You'd think a bitter, months-long street brawl over how to hack millions out of Miami's budget might teach public servants to be careful with taxpayers' cash.
You're wrong.
Exhibit A: Shirley Richardson, who got canned way back in January as executive director of the Civilian Investigative Panel, the voter-created group that polices the Miami Police Department.
Richardson rarely showed up for work, panel members say, and she was a terrible manager when she did. To top it off, she demanded an 8 percent raise of her $168,000 annual salary during the worst financial crisis in 80 years. When the panel tried to take away her monthly $200 cell phone allowance and $800 car stipend, she threw a fit.
City Manager Pete Hernandez apparently didn't take well to demands that Richardson actually earn her taxpayer dollars. Declaring in August to CBS4 that "the budget is my domain," Hernandez gave Richardson a job in his office and let her keep her six-figure salary.
Now, Riptide has learned, Hernandez is demanding that the CIP rehire Richardson as an $85,000-a-year investigator. City Attorney Julie Bru sent a memo to the panel earlier this month claiming the city has the right to force the supposedly independent panel to take back the deadbeat administrator.
Combined with an expected 50 percent decrease in the board's overall budget, the move would leave Miami's independent police review board all but toothless.
"It would be outrageous for us to take her back at that salary after we fired her," says Janet McAliley, the panel's vice chair. "Her salary would cripple our ability to do investigations."
If you're not familiar with the CIP, flash back to the scary old days circa 2002, when the Miami PD was capping suspects left and right (often unarmed people in the back) and beating up anyone who looked sideways at a cop.
After the Department of Justice investigated, voters overwhlemingly chose to create the panel and make it independent of the city government.
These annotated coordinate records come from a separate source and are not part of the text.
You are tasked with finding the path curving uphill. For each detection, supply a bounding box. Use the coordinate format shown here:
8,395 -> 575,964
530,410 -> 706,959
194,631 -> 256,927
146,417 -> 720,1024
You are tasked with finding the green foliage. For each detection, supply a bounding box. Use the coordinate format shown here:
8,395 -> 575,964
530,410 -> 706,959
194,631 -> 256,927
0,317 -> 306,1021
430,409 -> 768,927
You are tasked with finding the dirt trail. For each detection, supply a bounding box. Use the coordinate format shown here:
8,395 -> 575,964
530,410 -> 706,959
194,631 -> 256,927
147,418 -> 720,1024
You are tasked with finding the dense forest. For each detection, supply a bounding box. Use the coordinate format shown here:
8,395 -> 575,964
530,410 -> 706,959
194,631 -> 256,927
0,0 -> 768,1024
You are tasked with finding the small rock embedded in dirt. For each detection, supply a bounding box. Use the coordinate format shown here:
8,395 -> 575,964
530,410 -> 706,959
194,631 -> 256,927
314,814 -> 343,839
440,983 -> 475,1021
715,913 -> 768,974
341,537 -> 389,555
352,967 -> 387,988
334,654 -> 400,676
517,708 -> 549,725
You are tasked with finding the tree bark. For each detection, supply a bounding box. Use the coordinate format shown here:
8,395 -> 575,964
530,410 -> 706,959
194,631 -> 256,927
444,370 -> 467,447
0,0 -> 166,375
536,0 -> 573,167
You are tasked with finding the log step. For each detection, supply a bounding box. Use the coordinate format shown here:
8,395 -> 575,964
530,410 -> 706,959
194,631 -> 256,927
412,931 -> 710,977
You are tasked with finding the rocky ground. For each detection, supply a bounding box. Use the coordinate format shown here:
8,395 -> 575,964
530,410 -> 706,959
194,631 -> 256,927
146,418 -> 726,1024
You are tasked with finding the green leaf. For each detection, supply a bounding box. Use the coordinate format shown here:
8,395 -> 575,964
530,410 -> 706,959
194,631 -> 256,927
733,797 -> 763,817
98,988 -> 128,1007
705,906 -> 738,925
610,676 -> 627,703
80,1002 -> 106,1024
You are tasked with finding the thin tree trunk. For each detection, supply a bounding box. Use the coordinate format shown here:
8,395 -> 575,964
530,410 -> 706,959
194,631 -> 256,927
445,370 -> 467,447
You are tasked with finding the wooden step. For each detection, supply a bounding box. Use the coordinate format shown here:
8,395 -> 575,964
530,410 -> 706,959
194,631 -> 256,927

The CIP hears hundreds of complaints a year from ordinary people who've been roughed up by police officers; it famously took Chief John Timoney to task for driving around a free Lexus.
The panel began with a $1.1 million budget, which paid for investigators and administrators. If the proposed city budget goes through this Thursday, the group will be down to $464,000.
Rudy De La Guardia, a panel member, says taking on Richardson as an $85,000 investigator — almost a quarter of the entire budget — would mean laying off the three other investigators and cutting back on administrative costs. "She was already fired because she didn't do the work she was supposed to do," he says.